今回、採用されたのは同市田主丸町に住む古賀仁美さん(52)のエピソード。「学生時代、かっぱの駅があるとテレビで知っていましたが、まさか田主丸に嫁ぐとは思ってもいませんでした。30年経ち、高校生になった娘をかっぱ駅に送り届けていると、娘もいつかこの駅から遠くに嫁いでいくのかな…という思いがわいてきます」と古賀さんは話します。
「エピソードは個人的であればあるほどいい」と語っていた浅田さん。古賀さんとの事前打ち合わせでエピソードをさらに掘り下げ、どのような演出にするか決めていったそうです。
撮影には、久留米市のゆるキャラ「くるっぱ」も参加。エピソードに合わせて、この日のためにタキシードを新調し、着用しています。浅田さんは、かっぱの衣装を装着して被写体として参加。よく見ると腰には久留米絣(かすり)が巻かれ、足元には上履きが…10の題材を盛り込んでいるらしく、残り8つは写真展で確認してください♪
過酷な暑さでしたが、現場は和気あいあい。浅田さんは三脚を立て丁寧に確認しながら、出演者の立ち位置やポーズ、小道具などを臨機応変に指示し、連続シャッターを切っていきました。

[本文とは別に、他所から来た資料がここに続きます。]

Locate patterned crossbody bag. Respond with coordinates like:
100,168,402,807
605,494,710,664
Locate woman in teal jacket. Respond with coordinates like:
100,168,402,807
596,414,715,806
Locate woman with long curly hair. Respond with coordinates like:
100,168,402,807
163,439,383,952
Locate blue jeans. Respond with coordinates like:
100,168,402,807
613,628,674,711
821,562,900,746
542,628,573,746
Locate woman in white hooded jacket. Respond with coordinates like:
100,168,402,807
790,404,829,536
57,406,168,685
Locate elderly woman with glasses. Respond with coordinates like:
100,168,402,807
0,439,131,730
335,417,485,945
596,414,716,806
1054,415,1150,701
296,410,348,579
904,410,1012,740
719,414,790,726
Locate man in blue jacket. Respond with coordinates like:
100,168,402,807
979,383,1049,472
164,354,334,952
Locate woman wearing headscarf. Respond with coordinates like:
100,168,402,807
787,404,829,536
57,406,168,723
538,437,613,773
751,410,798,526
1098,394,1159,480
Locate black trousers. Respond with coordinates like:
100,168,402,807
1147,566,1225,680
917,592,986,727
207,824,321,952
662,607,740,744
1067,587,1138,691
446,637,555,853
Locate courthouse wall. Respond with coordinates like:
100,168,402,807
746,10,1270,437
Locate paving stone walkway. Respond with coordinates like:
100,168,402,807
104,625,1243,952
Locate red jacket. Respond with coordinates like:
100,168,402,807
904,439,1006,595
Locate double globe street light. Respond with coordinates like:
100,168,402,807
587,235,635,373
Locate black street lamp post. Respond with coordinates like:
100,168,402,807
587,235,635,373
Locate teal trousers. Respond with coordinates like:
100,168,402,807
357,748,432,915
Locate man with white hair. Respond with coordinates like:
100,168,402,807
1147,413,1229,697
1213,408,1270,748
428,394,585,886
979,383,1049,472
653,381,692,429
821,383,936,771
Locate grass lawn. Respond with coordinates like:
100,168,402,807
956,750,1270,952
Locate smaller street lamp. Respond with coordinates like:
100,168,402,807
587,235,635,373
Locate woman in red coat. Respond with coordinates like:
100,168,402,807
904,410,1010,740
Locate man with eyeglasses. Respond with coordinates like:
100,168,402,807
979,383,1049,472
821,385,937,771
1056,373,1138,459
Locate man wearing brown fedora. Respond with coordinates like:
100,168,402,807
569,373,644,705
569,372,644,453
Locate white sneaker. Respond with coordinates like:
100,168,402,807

最後には、思わず笑ってしまう飛び切りの一枚が完成!
古賀さんの長女、高校1年生の美陽さんは、「1枚の写真を撮るのにたくさんの人が関わっていることが知れて、貴重な体験ができました。浅田さんは優しくて気さくな方でした。いい夏の思い出になりました!」と笑顔。最後はかっぱ駅を背景に記念写真も♪
エキストラとして5歳と8歳の男の子と一緒に参加した同市の春口夏美さんは、「浅田さんの写真集が楽しくて好きなので、片隅にでも写れたらと思って参加しました。子どもも楽しんでいたので参加して本当に良かったです!」と話しました。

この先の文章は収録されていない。